In these circumstances, I would then approach the matter as one of construction (following the line of reasoning in Suisse Atlantique, Photo Productions, The Antares and The Kapitan Petko Voivoda). As a matter of construction, Article III Rule 6 is in my judgment sufficiently broad to apply to circumstances of a geographic deviation. This is clear from the use of the words “[i]n any event” at the start of the clause. In a case such as this, where the Hague Rules apply, comparison with the wording in the Hague-Visby Rules is neither necessary nor instructive. First, as Flaux LJ stated in The Aqasia [2018] 1 Lloyds LR 530 (at [59]), the terms of the Hague-Visby Rules “cannot conceivably affect the construction of the Hague Rules adopted 45 years earlier.” Secondly, whilst it has been said that the word “whatsoever” in the parallel clause in the Hague-Visby Rules broadens its scope, as a matter of grammar and on a natural reading, the position of the word “whatsoever” means that it is the nature of the “liability” that is broadened, not the triggering words “[i]n any event”.
The doctrine of precedent
Having reached this conclusion on the current law, I have nevertheless had to consider whether or not it is one open to me in the light of the House of Lords decision in Hain Steamship. Dera did not positively contend as part of its case that I was bound by that decision on this second point of law. However, I invited written submissions on the point from the parties after the conclusion of the hearing. In answer to that invitation, Dera submitted that I was so bound. The ratio decidendi of Hain Steamship, either unanimously or by a majority,is that where a carrier by sea deviates impermissibly from the contract route, the cargo owner can treat itself as not bound by any of the contract terms. The Owners’ riposte is that in 2018 I am not bound to follow Stag Line and Hain Steamship (adopting the approach identified in the comments of Lord Goff in Kleinwort Benson Ltd v Lincoln CC [1999] 2 AC 349 at pp. 378-379). Stag Line and Hain Steamship were decisions based on the doctrine of fundamental breach which is no longer part of English law. They can be treated as having been impliedly overruled by the House of Lords’ decisions in Suisse Atlantique and Photo Production and/or because they are irreconcilable with those decisions. The Owners also suggest that none of the commentators suggest that short of consideration by the Supreme Court the position in law has to be treated as authoritatively decided by Stag Line and Hain Steamship.

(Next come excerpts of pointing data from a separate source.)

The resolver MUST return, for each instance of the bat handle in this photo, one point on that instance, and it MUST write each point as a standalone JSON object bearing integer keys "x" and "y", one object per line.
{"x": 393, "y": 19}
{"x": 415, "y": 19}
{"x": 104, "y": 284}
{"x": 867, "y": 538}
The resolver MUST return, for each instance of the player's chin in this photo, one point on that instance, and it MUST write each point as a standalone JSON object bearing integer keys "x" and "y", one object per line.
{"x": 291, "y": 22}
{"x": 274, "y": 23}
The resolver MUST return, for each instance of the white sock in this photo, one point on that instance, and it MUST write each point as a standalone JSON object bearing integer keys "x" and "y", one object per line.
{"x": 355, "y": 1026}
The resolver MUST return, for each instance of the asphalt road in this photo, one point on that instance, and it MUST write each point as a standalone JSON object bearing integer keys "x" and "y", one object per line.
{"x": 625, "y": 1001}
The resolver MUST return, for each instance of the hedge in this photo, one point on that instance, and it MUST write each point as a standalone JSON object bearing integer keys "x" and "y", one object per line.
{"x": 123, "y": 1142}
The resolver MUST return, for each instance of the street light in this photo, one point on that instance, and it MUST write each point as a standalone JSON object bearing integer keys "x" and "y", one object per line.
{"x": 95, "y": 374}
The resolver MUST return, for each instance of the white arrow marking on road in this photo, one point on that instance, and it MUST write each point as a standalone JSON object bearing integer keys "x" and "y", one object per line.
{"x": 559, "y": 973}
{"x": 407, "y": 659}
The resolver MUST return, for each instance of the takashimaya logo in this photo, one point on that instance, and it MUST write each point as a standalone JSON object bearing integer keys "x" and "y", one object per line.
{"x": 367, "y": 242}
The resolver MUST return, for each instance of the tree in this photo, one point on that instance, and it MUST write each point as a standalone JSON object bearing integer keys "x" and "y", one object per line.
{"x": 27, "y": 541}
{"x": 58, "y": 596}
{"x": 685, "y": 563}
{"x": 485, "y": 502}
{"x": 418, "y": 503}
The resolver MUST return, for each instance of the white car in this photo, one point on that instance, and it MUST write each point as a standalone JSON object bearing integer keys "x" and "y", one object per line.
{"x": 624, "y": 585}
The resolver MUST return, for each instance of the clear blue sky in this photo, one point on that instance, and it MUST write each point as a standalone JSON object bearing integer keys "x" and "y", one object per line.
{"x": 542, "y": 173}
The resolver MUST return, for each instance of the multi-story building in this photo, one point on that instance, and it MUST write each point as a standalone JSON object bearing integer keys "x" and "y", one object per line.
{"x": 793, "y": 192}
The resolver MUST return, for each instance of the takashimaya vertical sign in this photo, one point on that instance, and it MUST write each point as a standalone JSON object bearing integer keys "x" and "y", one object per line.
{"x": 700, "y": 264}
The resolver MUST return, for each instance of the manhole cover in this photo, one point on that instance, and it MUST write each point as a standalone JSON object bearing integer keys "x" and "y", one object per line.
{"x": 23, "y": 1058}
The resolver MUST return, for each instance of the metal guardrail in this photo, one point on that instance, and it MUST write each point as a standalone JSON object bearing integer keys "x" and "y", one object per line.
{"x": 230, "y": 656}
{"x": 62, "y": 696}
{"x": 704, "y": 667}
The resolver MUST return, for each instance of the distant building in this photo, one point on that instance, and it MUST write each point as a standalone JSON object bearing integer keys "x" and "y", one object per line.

I am unable to accept the Owners’ submissions. I do not consider that Hain Steamship has been impliedly overruled by the House of Lords’ decisions in Suisse Atlantique and Photo Production. It is clear from the speech of Lord Wilberforce in Photo Productions (at p. 845D-H) that the geographical deviation cases were not swept up under the auspices of the general law of contract. It might be preferable to consider them as a separate body of authority with “special rules derived from historical and commercial reasons”. (Even if Lord Wilberforce’s real concern was to dismiss the relevance of these cases to the issues before him, he cannot be said to have impliedly overruled them or reached a decision fatal without more to their reasoning.) The leading case to date on that body of authority is Hain Steamship. This is reflected in the two subsequent decisions of the Court of Appeal, namely The Antares and The Kapitan Petko Voivoda, where the Court of Appeal has expressly proceeded on the basis that the position with geographical deviation cases remains open. This also meets the suggestion that the decision in Hain Steamship is irreconcilable with the decisions in Suisse Atlantique and Photo Production. That can hardly be the case when the reasoning in Hain Steamship is expressly identified and deliberately left untouched in Photo Production. Whilst Lord Wilberforce commented (at p. 845H) that he could not address the numerous cases in which the doctrine of fundamental breach had been applied or discussed, he nevertheless thought it appropriate to single geographical deviation cases out for special comment. And when he did so, he identified that they might require special treatment.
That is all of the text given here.